但他并没有过多夸赞,反倒愈发严厉地要求自家闺女,仿佛将他这辈子的狠心都用在了这。
“也,也不知道千韩怎,怎么样了......”安安自语道,再次取出了一张宣纸开始临摹。
她低头继续练字,但没过多久,她就把笔撂下了。
练字最讲究心静,心不静,练不成好字。
至于她心为何不静……
堂屋忽然传来脚步声,安安立刻走出厢房,迎接刚从镇上回来的爹爹。
“爹爹,战,战事如何?”她一边帮爹爹打理着身上残余的雪渍一边问道。似乎从千韩离开之后,少女也成熟了不少,懂得了体贴。
夏木并未急着回答,反倒是让安安将今日的临帖取来一观。
片刻后,他终于开口:“嗯,犹犹豫豫,拖泥带水,你这丫头最近练字怎的还不如从前了。”
“我......”
夏木将临帖放下,并没有过多责备,摸着女儿的头说道:“从小到大我又岂会不知你那点心思,告诉你吧,前几日我们打了胜仗,离收复彭平应该不远了。”

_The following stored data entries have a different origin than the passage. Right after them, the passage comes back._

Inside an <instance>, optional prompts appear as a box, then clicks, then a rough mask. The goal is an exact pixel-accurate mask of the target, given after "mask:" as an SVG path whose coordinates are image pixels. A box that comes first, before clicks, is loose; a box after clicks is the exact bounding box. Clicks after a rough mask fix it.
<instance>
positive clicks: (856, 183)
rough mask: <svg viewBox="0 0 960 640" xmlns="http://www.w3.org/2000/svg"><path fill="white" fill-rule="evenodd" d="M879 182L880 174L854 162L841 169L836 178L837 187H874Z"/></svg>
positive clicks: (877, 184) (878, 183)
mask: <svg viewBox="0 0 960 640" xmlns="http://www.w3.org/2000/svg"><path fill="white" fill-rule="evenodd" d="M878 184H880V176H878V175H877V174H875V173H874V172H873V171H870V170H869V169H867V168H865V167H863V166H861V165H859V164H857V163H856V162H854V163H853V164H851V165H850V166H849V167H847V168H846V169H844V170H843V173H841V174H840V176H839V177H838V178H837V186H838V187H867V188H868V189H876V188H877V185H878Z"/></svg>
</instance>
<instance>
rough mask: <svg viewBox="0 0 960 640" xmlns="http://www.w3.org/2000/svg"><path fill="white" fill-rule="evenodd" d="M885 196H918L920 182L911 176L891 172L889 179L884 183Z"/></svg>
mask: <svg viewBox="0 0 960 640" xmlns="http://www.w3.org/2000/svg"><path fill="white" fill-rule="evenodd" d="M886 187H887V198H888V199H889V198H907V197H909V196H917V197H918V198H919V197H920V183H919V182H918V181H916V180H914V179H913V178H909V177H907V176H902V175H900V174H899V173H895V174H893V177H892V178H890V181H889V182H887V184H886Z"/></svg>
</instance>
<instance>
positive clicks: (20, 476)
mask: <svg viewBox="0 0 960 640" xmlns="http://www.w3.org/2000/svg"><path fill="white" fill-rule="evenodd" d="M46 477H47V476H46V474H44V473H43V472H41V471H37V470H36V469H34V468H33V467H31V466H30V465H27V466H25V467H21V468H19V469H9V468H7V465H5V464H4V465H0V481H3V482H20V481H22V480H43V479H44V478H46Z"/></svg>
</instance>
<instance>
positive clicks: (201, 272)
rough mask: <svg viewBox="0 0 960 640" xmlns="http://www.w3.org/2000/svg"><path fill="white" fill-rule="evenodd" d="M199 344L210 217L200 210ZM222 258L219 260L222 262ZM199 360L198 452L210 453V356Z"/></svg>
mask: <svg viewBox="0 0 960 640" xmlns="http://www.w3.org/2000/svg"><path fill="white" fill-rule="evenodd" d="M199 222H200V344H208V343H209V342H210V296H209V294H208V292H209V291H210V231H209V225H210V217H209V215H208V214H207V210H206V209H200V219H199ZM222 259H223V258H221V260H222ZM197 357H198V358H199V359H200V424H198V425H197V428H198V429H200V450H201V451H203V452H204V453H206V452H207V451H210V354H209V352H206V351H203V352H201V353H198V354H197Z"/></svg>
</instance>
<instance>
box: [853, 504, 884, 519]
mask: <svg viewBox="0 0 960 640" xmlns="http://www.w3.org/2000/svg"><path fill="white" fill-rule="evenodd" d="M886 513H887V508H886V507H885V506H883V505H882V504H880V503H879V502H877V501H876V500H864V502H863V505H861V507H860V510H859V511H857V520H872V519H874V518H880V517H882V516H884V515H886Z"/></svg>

“真,真的?”安安眼睛一亮,即使成长了不少,却依旧像个小孩子那般纯粹,心情都写在脸上。
见女儿心情好起来,夏木自己也跟着笑道:“嗯,所以你也要抓紧了,可不能输给她。”
“嗯嗯,我,我会努力的!”说完便抱着临帖蹦跶着回到房间打算看书,对身后那道担忧的目光毫不知情。
她轻轻翻着书页,嘴上甚至还哼起了小曲。
千韩出征之后爹爹常去镇上打探消息,可几乎都是前线战败,甚至有一日爹爹险些被匈奴抓住,后来才知道离他们最近的城池彭平已经失陷,若不是那匈奴的首领下令不得劫掠,彭平估计早已被洗劫一空。
可这也并非好事,听爹爹说,这一代的匈奴首领很不凡,曾与千娘子多次交手,虽破不了城,却也未让对方占到任何便宜,最近听说甚至连他自己的三儿子被人杀害都未能让他恼羞成怒,失去冷静,而这一次将彭平攻下后更是并未像前几任首领那般疯狂屠城,而是安抚住了民众,以求从长计议,如此隐忍,更可见那人的可怕之处。
一个月内全是败仗,今日终于有了好消息,也不知道千韩到底还活着与否......
安安不禁取出了那块几乎从未离身的丁香花吊坠,将其捂在胸口默默祈祷着。
晶莹的水晶从指间透射出柔和的光辉,显得更加神秘。
转眼又是一个月,冰霜已渐渐消融,可铺在表面的积雪依旧未化,深山中传来似有似无的鸟鸣与兽吼,预示着春天。
又或是灾厄。
那日,安安正读着一本记载着奇人异事的册子当作临帖后的消遣,读得正尽兴之时却忽然听见一阵急促的脚步声。
是爹爹回来了!
她合上书,正要出门迎接,却不想夏木先一步闯入自己房中。
爹爹一向尊重她的隐私,几乎没有进入过她的厢房,但这次贸然闯入必然是有什么急事。
未等安安开口,夏木便神色慌张地跑到案边,将木案挪开,几番挑弄后竟掀起一块正方形的地板,里面是一道漆黑的地洞。
安安吃惊地眨了眨眼,想不到自己在这生活了这么久她居然丝毫未察觉这竟有一处地洞。
倒也不能怪她,这地板都是由一块一块长木板搭成,虽然只有这案下的木板由有几块短木板拼接而成,却与其它长木板严丝密合,而且颜色一模一样,几乎看不出任何区别。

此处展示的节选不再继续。